Sticking to the same standard strength training exercises isn’t only boring, it can also become ineffective.
Save time and avoid plateaus by challenging your muscles in newer, smarter ways. These 12 swaps, provided by trainer Craig Ballantyne, author of “Turbulence Training,” show you how to take good moves and make them better.
Good: Bodyweight squat
The bodyweight squat is the gold standard when it comes to developing the glutes, hamstrings and quadriceps.
Better: Bodyweight jump squat
“Most guys, if pressed, can do 30 reps straight for bodyweight squats,” said Ballantyne, a certified strength and conditioning specialist. “That’s OK. It has its time and place. But to increase intensity and get a greater gain in strength and power, switch to bodyweight jump squats.”
Good: Dumbbell row
Whether you do these with one arm or two, dumbbell rows target the latissimus dorsi – the largest muscles in the upper back.
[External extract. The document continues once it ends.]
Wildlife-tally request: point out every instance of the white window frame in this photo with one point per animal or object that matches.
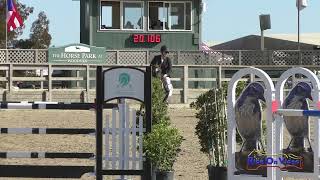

Better: Suspended inverted row
“Dumbbell rows are great, but most guys use terrible form,” said Ballantyne. “With suspended rows, you must use good form, otherwise you can’t even do a single repetition. Keep your body in a straight line and squeeze the muscles between your shoulder blades.”
Good: Leg Press
The leg press machine is designed to mimic the motion of a squat – strengthening the quadriceps, glutes, and hamstrings – but it comes with risks.
Better: Goblet squat
The leg press can be dangerous for your low back because the move forces your back to round at the bottom position, said Ballantyne. Instead, do dumbbell or kettlebell goblet squats to put the emphasis on your quadriceps and glutes.
Good: Lat pulldown
Strengthen your back and give your biceps a boost with the lat pulldown.
“Pulldowns are fine, but pull-ups are harder, and almost any time an exercise is harder, that means it’s also better,” said Ballantyne. “Your abs, upper back, lats and arms all get more work from the pull-up.”
A proper pushup is more than just a chest exercise – it also boasts a host of total-body benefits.
Better: Decline Pushup
To take a regular pushup to the next level, elevate your feet. “Just like an incline press is harder than a flat press, a decline pushup is harder than a regular pushup,” said Ballantyne. That’s because it increases the amount of resistance.
Good: Seated press
The seated dumbbell shoulder press is one of the most popular ways to strengthen shoulders and tone triceps.
Better: Kneeling press
Work your abs and deltoids harder by using less weight and doing the traditional shoulder press in a kneeling position (on a mat). Kneeling eliminates the leg drive of the standing press, decreasing momentum and increasing the work your muscles do, said Ballantyne.